A fanout of seven would be a good compromise for most server configurations however this is not an actual limit. There is actually no reason you couldn't add another hop and another fanout of two. So then you would have eight more DIMMs for a total of fifteen (1 + 2 + 4 + 8). This might be necessary for some high powered servers. Even with three hops we would still be less than half of the seven hops maximum for FBDIMM but at about double the fanout. And, again, the last eight HTD's would only need a single link.

AMD's K8 now uses an onboard dual channel controller. The processor could use four HT channels instead of the current memory controller which would greatly reduce both the pincount and the number of circuit traces for memory access. This would reduce both motherboard and processor complexity.

The reason why HT would work better than FBDIMM is several factors. HT was designed long ago for use on motherboards and is rooted in technology from the DEC Alpha. As it became an open standard, it was designed for low cost, low complexity, low latency, and high bandwidth. It has been successfully used by AMD, IBM, Apple, and all of the 3rd party chipset makers like Nvidia, ATI, and VIA. In fact, there are motherboards today for Intel processors that use HT to communicate between the Northbridge and Southbridge chips. HT is so robust that it is a superset of PCI, USB, AGP, PCI-X, PCI-E, and even Intel's proposed CSI standard. HT is capable of transporting data from all of these protocols. HT has an advantage over the AMB chip in terms of flexibility and speed. HT is capable of handling a tree structure whereas AMB uses a ring structure. HT is also much faster. Whereas FBDIMM can move 6.4 GB/sec, HTDIMM would be capable of moving 20.6 GB/sec. This speed is about as fast as the fastest proposed DDR3 memory. However, HTDIMM would be capable of handling multiple simultaneous DIMM accesses and data transfers. With four HT channels, the processor would have a peak memory bandwidth of 83 GB/sec. Since this is well beyond what current processors can use, desktop systems would probably only use two channels while budget systems used one. The reason for this speed is that the base technology for HT comes from the very fast DEC Alpha chip. This technology has continued to be developed since it was used on DEC's Alpha and AMD's Athlon MP processors. Today, HyperTransport is a mature protocol in version 3.0. The speed has doubled with each version.

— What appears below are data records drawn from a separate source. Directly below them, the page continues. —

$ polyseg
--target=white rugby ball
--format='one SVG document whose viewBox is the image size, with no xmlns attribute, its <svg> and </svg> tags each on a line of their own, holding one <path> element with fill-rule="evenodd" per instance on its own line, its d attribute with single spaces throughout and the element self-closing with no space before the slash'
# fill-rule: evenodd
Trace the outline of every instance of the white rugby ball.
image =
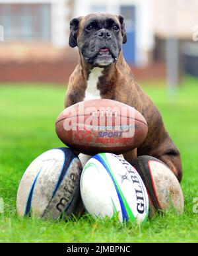
<svg viewBox="0 0 198 256">
<path fill-rule="evenodd" d="M 83 211 L 82 165 L 69 148 L 49 150 L 29 165 L 20 181 L 16 208 L 20 216 L 57 220 Z"/>
<path fill-rule="evenodd" d="M 145 185 L 123 157 L 102 153 L 85 165 L 81 178 L 81 193 L 86 210 L 94 217 L 114 217 L 122 222 L 146 221 L 148 198 Z"/>
</svg>

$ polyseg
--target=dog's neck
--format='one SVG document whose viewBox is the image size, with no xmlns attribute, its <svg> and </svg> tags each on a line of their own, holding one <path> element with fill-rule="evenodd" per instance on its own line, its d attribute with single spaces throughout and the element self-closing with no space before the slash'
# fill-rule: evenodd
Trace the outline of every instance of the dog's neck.
<svg viewBox="0 0 198 256">
<path fill-rule="evenodd" d="M 119 62 L 109 66 L 100 67 L 93 67 L 86 63 L 83 58 L 80 59 L 82 75 L 86 83 L 84 100 L 100 99 L 108 91 L 113 93 L 114 83 L 116 82 L 114 79 L 116 77 L 115 75 L 119 70 L 117 65 L 122 65 L 123 62 L 125 62 L 121 52 L 118 60 Z"/>
</svg>

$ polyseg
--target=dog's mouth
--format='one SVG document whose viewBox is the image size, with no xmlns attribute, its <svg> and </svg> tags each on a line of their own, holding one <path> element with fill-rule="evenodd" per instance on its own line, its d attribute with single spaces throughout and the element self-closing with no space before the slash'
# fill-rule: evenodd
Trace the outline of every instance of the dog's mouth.
<svg viewBox="0 0 198 256">
<path fill-rule="evenodd" d="M 101 48 L 90 58 L 84 57 L 88 63 L 96 66 L 107 66 L 117 60 L 111 50 L 106 47 Z"/>
</svg>

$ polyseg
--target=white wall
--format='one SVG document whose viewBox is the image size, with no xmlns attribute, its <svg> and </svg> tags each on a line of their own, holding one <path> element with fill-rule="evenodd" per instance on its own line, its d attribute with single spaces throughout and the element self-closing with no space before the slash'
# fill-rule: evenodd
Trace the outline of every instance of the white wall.
<svg viewBox="0 0 198 256">
<path fill-rule="evenodd" d="M 0 0 L 0 3 L 50 3 L 51 5 L 51 42 L 57 48 L 68 46 L 69 30 L 67 0 Z"/>
</svg>

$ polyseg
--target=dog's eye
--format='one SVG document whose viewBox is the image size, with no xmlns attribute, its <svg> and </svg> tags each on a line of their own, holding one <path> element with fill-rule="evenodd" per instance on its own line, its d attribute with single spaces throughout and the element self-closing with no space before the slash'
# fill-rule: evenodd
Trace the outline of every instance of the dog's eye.
<svg viewBox="0 0 198 256">
<path fill-rule="evenodd" d="M 114 25 L 112 28 L 114 30 L 119 30 L 119 26 L 117 25 Z"/>
<path fill-rule="evenodd" d="M 87 30 L 91 30 L 92 28 L 93 28 L 93 26 L 91 25 L 91 24 L 87 26 L 87 27 L 86 28 L 86 29 Z"/>
</svg>

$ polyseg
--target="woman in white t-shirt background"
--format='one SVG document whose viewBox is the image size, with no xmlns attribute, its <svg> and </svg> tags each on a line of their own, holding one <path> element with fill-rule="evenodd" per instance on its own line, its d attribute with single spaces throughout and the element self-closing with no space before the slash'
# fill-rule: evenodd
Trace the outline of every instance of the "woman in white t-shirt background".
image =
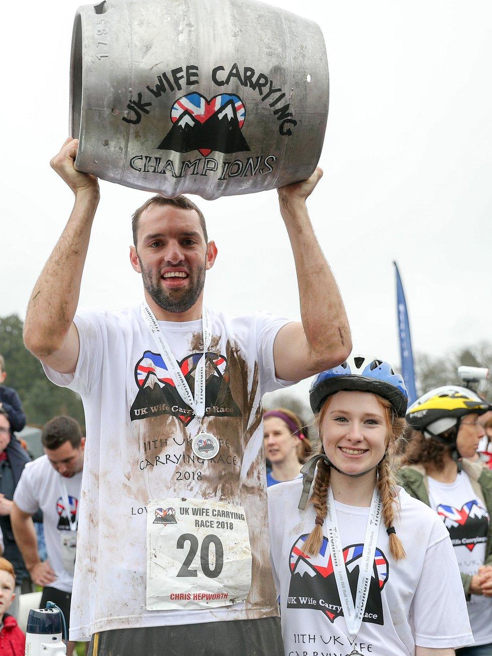
<svg viewBox="0 0 492 656">
<path fill-rule="evenodd" d="M 408 409 L 414 430 L 399 476 L 449 531 L 475 640 L 460 656 L 492 654 L 492 472 L 468 459 L 484 435 L 479 417 L 489 409 L 476 392 L 454 385 L 424 394 Z"/>
<path fill-rule="evenodd" d="M 265 456 L 272 468 L 267 474 L 269 487 L 300 476 L 301 466 L 311 453 L 307 429 L 303 424 L 287 408 L 263 413 Z"/>
<path fill-rule="evenodd" d="M 310 401 L 321 452 L 303 480 L 269 489 L 286 654 L 444 656 L 472 644 L 449 534 L 392 480 L 402 377 L 355 356 L 320 374 Z"/>
</svg>

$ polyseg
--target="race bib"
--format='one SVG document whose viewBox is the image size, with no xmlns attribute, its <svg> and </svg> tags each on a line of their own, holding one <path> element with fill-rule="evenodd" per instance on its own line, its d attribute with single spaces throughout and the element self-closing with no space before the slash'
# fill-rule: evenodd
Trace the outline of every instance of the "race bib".
<svg viewBox="0 0 492 656">
<path fill-rule="evenodd" d="M 196 499 L 147 502 L 147 610 L 244 602 L 251 587 L 251 564 L 241 506 Z"/>
<path fill-rule="evenodd" d="M 75 569 L 77 531 L 60 531 L 62 541 L 62 565 L 66 572 L 73 576 Z"/>
</svg>

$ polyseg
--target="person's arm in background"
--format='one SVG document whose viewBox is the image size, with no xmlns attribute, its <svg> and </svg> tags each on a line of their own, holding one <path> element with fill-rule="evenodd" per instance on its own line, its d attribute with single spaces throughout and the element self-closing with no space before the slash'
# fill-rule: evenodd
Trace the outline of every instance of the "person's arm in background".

This type of memory would work for Intel as well. HyperTransport is an open protocol and can be used royalty free. Replacing the current FBDIMM ports on the 5000 Northbridge with HT ports would be fairly simple for Intel to do and it could pick up additional desktop chipsets from Nvidia since they already use HT. This would require no change to the processor or FSB design if Intel wanted to retain these. Using HyperTransport with current DIMM design would be the best way to reverse the lag in memory speed and increase fanout. This would also reverse the trend toward more and more cache. The DIMM design itself would be superior to FBDIMM in every way. HTDIMM is what the next Jedec standard should be.